Une poignée de pionniers…

    Qui sont donc les membres fondateurs de la première société biblique du Poitou ?

   Commençons par le président, Pierre Guillonneau. Il est désigné comme « propriétaire », c’est-à-dire qu’il peut vivre de ses revenus fonciers. Pierre Guillonneau était originaire de l’Église de Pouzauges, en Vendée. Son père, à moins que ce soit lui-même, y occupait la fonction d’ancien et avait même présidé le premier consistoire de ce département en 18044. Devenu un notable local du pays de Saint-Maixent, son statut de propriétaire rural et ses mandats consistoriaux expliquent qu’on lui ait confié la présidence de la société biblique locale.

Lion de Belfort Paris

Le « Lion de Belfort » de la place Denfert Rochereau à Paris. Oeuvre du sculpteur protestant Bartholdi.

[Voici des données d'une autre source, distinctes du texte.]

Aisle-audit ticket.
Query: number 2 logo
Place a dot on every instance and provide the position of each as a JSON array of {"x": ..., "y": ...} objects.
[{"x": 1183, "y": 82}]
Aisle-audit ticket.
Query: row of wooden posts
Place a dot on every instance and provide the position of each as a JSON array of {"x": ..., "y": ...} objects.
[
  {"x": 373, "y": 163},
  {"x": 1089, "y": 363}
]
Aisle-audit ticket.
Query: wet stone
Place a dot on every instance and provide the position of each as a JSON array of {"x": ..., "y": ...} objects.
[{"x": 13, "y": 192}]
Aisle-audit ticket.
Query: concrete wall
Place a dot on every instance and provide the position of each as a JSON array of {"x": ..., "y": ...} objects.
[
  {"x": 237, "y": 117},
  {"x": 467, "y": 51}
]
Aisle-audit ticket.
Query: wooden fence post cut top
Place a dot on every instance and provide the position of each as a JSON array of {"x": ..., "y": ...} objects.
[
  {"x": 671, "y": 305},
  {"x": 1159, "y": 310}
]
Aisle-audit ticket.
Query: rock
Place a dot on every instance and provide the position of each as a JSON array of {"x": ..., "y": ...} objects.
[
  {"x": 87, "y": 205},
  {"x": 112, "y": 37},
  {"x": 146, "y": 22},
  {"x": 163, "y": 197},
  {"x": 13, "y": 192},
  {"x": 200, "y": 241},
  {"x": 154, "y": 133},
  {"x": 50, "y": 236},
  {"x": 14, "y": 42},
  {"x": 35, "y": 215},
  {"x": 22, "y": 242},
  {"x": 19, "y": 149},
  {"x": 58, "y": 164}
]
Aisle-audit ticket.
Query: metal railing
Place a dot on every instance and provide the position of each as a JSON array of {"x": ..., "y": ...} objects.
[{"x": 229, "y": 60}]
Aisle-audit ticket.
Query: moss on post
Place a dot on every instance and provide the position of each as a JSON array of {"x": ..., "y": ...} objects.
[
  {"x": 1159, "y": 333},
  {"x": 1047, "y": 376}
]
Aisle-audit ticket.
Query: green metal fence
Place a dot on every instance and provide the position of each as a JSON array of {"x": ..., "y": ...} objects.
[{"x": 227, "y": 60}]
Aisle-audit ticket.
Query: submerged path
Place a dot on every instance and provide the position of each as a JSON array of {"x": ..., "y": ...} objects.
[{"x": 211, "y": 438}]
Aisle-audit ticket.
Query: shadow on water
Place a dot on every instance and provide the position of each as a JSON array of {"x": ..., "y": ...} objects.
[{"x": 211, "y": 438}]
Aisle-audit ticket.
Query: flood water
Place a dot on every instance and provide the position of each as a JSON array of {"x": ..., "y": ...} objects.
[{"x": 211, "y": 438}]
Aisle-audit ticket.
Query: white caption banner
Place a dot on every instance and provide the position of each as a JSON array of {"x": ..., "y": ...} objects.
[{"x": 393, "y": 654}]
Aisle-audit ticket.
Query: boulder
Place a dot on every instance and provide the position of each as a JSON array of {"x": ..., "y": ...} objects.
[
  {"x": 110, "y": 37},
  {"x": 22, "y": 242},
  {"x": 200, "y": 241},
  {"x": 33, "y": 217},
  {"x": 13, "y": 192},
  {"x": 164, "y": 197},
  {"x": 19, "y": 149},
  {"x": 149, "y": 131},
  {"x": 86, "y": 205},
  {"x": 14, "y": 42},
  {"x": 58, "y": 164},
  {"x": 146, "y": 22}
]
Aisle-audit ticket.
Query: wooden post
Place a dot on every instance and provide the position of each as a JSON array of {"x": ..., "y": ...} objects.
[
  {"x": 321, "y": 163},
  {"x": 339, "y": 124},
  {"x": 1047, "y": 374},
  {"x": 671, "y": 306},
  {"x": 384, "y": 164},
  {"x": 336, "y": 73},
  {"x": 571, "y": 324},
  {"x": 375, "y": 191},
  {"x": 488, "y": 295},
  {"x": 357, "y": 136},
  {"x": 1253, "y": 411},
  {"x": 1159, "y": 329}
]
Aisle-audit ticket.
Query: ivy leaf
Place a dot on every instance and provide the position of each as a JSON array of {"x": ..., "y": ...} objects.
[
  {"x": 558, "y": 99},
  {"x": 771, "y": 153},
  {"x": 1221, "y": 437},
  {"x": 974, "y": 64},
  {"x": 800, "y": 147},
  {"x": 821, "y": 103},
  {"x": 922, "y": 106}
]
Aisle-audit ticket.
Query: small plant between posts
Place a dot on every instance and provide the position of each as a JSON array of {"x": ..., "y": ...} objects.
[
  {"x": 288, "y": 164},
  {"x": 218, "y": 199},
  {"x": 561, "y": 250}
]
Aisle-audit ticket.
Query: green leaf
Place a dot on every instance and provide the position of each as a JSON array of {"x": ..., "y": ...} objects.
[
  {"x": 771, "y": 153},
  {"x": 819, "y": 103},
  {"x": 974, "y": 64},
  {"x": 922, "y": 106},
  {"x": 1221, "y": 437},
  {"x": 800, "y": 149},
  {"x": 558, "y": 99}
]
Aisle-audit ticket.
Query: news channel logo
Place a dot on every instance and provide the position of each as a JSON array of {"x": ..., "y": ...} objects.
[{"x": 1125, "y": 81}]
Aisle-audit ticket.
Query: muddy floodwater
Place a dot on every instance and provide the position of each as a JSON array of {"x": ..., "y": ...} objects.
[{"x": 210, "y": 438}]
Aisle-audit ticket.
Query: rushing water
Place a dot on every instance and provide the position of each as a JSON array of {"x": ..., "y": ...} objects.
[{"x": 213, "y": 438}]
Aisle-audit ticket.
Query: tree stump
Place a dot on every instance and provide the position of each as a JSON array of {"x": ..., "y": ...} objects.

   Deux noms frappent immédiatement à la poursuite de la lecture des membres du bureau. Le secrétaire en est Pierre Denfert-Rochereau (1769-1856), adjoint au maire et négociant en tissus. Il y sera vite rejoint par René Clovis Denfert (1800-1849), son fils. Ce dernier est encore un jeune marchand, il deviendra percepteur du canton après son mariage. Il s’agit, on l’aura deviné, du grand-père et du père du colonel Pierre Philippe Aristide Denfert-Rochereau (1823-1878), le célèbre défenseur de la forteresse de Belfort, futur député. Pierre Denfert, l’aïeul, avait quitté Jarnac, une petite cité de tradition protestante, où son père était ancien, pour se marier à Saint-Maixent.

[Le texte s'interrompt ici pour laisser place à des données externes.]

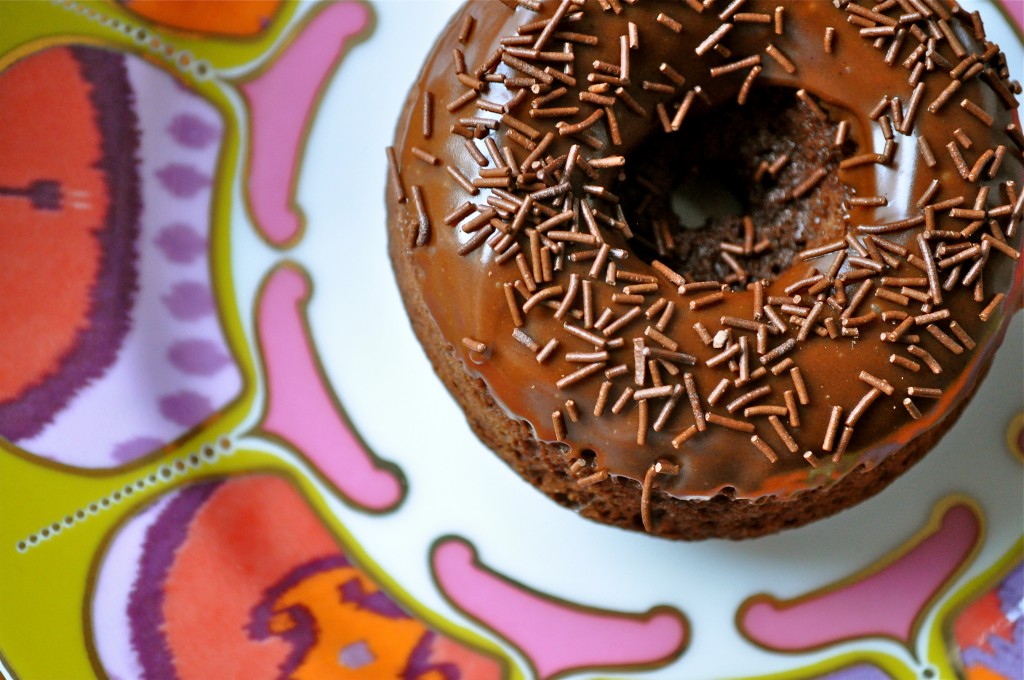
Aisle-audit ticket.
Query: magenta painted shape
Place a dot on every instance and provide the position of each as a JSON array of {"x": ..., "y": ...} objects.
[
  {"x": 300, "y": 408},
  {"x": 281, "y": 103},
  {"x": 554, "y": 635},
  {"x": 884, "y": 603}
]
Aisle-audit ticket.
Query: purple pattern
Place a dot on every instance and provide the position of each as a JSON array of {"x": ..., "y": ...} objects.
[
  {"x": 130, "y": 450},
  {"x": 198, "y": 357},
  {"x": 180, "y": 243},
  {"x": 145, "y": 602},
  {"x": 189, "y": 300},
  {"x": 185, "y": 408},
  {"x": 302, "y": 636},
  {"x": 182, "y": 180},
  {"x": 193, "y": 131}
]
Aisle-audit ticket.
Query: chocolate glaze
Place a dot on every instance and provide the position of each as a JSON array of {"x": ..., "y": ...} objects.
[{"x": 465, "y": 294}]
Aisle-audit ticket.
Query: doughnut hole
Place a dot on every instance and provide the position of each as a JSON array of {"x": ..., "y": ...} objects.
[{"x": 688, "y": 192}]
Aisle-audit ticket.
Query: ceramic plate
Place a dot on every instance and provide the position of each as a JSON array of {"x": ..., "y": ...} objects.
[{"x": 223, "y": 454}]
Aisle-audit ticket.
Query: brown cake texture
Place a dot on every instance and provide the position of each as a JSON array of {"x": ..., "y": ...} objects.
[{"x": 708, "y": 268}]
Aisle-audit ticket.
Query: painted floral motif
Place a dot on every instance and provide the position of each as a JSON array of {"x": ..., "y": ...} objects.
[{"x": 177, "y": 453}]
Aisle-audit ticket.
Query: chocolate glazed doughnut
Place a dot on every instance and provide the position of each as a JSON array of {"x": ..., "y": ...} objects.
[{"x": 758, "y": 367}]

    Le trésorier de la société biblique, Courtin, désigné comme négociant, est un bonnetier de la ville, commerçant ou peut-être même fabricant.

    Reste une question : comment ces hommes ont-ils été au contact avec le mouvement biblique ? Les sources imprimées de la société de Paris ne mentionnent pas de voyage de membres du comité en Poitou protestant. La région voisine des Charentes est restée assez longtemps à l’écart de la diffusion moderne des Écritures.

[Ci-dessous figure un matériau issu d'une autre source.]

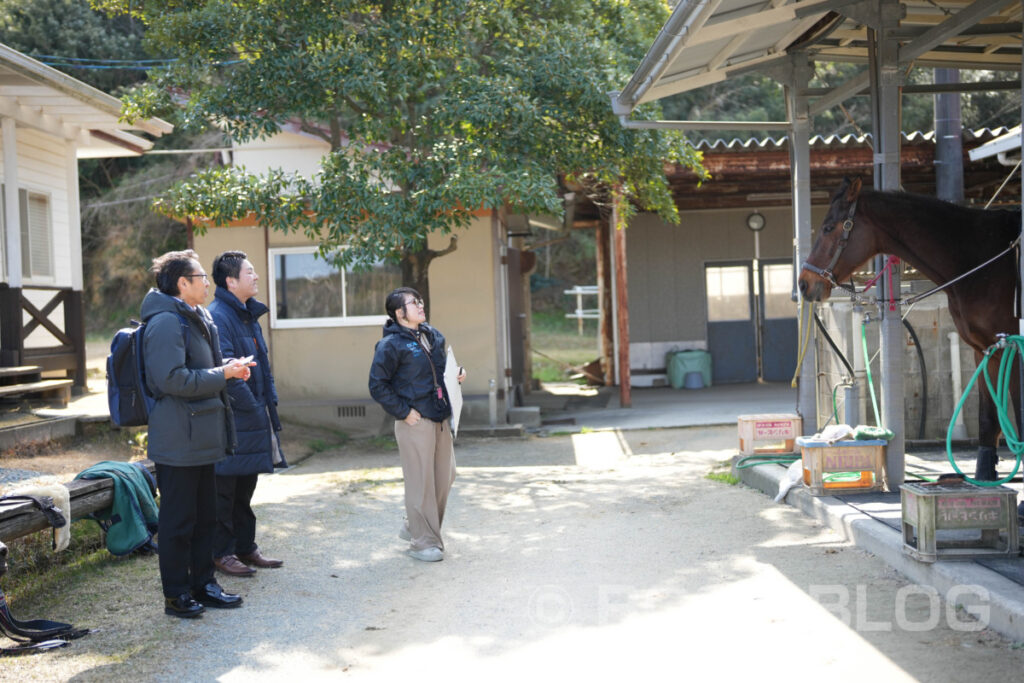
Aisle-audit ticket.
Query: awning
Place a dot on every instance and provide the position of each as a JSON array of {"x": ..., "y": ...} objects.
[{"x": 709, "y": 41}]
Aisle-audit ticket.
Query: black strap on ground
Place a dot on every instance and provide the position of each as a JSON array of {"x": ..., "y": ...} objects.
[
  {"x": 35, "y": 635},
  {"x": 53, "y": 514}
]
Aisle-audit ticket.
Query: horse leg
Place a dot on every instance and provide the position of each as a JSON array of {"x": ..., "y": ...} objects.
[{"x": 988, "y": 431}]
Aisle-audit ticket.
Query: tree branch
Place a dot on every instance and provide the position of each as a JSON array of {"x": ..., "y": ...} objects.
[{"x": 453, "y": 245}]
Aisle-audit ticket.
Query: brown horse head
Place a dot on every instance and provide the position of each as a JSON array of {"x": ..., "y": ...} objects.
[{"x": 840, "y": 249}]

    Reste alors une hypothèse qui passe par Nantes. Le premier pasteur concordataire en Vendée a été en 1806 Jean Feuilleteau Wilson, né aux Antilles dans l’île britannique de Saint-Christophe. Il avait fait ses études de théologie à Londres et avait été influencé de ce fait par la piété d’Outre-Manche. Il était l’oncle d’Alfred Sabonadière dont nous avons parlé sur ce site comme président de la société biblique de Meaux. Jean Wilson avait été nommé en 1816 pasteur et président du consistoire à Nantes où il mit sur pied une société biblique peu active dans la mesure où « les protestants de la ville disposent déjà tous des Saintes Écritures ». Il y était assisté par un autre britannique, Thomas-Godfrey Dobrée (1770-1851), armateur à Nantes, cousin et beau-frère du célèbre Thomas I Dobrée (1781-1828). Thomas-Godfrey Dobrée séjournera de plus en plus à Paris à partir de 1819, dans la mesure où il devient membre du comité de la société biblique de la capitale et un fidèle de la Chapelle Taitbout. Or nous le voyons demander dès 1821 des Bibles pour ses coreligionnaires du Bas-Poitou…

    Reste à examiner maintenant le développement de la diffusion des Écritures dans un contexte aussi difficile.

(à suivre)

Jean-Yves Carluer

1Bulletin de la Société Biblique Protestante de Paris, N°1, p. 23

2Jean Rivierre, Le relèvement et le Réveil des Églises du Poitou au XIXe siècle, thèse, Paris, 1925, p. 82.

3Bulletin de la Société Biblique Protestante de Paris, 1824, p. 102

4Paul Romane-Musculus, « L’Église réformée de Pouzauges, de l’Édit de tolérance au Consistoire de Vendée », Bulletin de la Société de l’Histoire du Protestantisme Français, 1984, p.2 31-247.